Following in the wake of the release of their mind-melting third album ‘MASTER’’. 2014 was a bizarre and thrilling year for Teeth Of The Sea, taking them to unexpected territory both physical and metaphysical – a re-imagining of the modern-day midnight movie A Field In England saw performances at both Cork Film Festival and Hackney Picture House, and was released on Rocket Recordings on a limited run for Record Store Day. A new audio-visual piece The Last Man was performed at both Cineglobe Festival in Cern, home of the Large Hadron Particle Collider, and at Transilvania International Film Festival in Cluj-Napoca. What’s more, the band travelled to America for the first time to perform in Austin, Texas for SXSW and to Portugal for Milhoes De Festa, as well as finishing the year off with a comprehensive demolition job of Liverpool Psych Fest.

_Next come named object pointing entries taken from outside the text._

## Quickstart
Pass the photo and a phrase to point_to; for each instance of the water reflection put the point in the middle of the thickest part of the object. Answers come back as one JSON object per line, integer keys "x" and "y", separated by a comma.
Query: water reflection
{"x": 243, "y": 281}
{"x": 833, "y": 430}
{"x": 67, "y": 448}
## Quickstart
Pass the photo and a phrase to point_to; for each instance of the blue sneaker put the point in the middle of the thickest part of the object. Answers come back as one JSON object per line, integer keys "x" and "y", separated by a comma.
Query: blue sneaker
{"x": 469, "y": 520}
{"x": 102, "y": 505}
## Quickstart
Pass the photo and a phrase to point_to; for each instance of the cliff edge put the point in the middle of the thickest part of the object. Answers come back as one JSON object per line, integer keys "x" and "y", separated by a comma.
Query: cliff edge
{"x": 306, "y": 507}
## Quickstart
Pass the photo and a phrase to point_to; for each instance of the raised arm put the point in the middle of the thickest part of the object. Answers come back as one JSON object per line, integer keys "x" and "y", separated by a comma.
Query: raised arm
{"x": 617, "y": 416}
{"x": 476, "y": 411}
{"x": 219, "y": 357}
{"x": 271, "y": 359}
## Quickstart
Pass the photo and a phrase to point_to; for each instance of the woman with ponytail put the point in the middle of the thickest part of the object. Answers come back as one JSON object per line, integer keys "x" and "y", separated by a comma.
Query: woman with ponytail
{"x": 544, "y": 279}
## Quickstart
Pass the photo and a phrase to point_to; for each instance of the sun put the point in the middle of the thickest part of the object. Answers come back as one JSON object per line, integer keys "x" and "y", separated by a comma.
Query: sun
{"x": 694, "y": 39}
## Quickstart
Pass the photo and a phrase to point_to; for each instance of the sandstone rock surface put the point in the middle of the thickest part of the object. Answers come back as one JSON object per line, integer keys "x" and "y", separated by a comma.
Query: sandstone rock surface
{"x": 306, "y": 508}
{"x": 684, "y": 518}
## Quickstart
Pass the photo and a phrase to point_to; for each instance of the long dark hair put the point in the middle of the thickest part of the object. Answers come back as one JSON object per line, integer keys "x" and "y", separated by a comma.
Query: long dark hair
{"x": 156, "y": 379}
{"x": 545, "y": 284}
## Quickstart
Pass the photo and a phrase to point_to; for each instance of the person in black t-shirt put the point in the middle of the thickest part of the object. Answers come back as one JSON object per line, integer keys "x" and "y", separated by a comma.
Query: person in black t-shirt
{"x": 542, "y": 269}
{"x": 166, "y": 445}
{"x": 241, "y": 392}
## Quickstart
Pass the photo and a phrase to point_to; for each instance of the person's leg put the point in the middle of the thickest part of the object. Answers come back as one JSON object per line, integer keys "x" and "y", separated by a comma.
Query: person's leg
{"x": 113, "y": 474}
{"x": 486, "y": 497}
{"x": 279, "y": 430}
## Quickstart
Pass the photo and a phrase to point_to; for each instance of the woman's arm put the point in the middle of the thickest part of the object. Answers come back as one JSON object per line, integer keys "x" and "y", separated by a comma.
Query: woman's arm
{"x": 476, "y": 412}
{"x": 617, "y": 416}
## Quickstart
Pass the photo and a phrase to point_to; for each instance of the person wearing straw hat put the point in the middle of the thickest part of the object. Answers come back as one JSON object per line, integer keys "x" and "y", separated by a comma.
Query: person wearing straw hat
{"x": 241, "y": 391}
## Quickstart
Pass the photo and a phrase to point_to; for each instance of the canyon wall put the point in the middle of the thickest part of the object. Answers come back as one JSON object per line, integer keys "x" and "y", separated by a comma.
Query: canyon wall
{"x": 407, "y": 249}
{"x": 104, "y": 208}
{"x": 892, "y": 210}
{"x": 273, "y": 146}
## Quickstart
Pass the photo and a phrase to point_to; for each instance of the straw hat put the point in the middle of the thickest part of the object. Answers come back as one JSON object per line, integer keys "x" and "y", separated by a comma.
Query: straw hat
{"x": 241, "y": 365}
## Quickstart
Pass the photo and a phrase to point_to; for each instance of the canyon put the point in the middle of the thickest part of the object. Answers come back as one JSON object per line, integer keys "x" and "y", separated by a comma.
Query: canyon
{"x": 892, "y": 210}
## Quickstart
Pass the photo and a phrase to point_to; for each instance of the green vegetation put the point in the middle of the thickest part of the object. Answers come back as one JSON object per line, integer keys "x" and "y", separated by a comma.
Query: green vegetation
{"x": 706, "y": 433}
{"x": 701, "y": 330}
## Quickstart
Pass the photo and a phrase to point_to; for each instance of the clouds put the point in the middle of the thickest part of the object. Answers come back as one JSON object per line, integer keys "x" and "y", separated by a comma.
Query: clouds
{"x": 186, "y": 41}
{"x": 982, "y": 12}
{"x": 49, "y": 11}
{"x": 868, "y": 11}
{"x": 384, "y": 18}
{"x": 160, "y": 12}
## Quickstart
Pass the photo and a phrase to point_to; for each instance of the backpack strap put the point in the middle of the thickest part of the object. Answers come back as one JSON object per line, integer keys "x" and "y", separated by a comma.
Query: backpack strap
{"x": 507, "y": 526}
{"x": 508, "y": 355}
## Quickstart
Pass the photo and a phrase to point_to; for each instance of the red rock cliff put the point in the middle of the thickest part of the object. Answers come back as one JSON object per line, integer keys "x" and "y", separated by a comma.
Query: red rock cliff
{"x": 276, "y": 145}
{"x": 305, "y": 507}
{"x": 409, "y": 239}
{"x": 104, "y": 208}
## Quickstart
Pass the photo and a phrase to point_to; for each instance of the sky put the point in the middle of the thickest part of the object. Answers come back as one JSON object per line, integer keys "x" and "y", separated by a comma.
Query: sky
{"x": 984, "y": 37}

However, as 2015 dawned, the band set about reinventing themselves once again – both returning from the ornate and expansive sounds of ‘MASTER’ to their gnarled roots and pushing firmly forward in search of adventure anew. What resulted was ‘Highly Deadly Black Tarantula’, their most focused and aggressive album yet. Machine-driven yet melodically abundant, the widescreen industrial expanses of this album combine the influence of long-time band favourites like Aphex Twin, Angelo Badalamenti and Throbbing Gristle with new inspiration that spans from Chicago footwork to black metal.

What’s more, it’s a collection as rich in scope as it is powerful in intent. Whilst the pummelling and incisive ‘Animal Manservant’ and the kinetic dancefloor attack of ‘Field Punishment’ maintain an audial assault both concise and corrosive, the monomaniacal ‘Have You Ever Held A Bird Of Prey’ represents a fearless plunge into the experimental deep end. Elsewhere, the bleak cinematic drama of ‘All My Venom’ strikes like hammer to anvil, and ‘Love Theme For 1984’ may be the most richly emotive work the band have yet created.

This is no less than a vital reinvention, abusing technology and warping convention to arrive at a monochrome psychedelia as stylish as it is savage. Yet even whilst ushering in delight and deliverance for both fans of this band and the uninitiated, ‘HIghly Deadly Black Tarantula’- a fearsomely coherent assault of post-everything dementia – sounds like no-one but Teeth Of The Sea.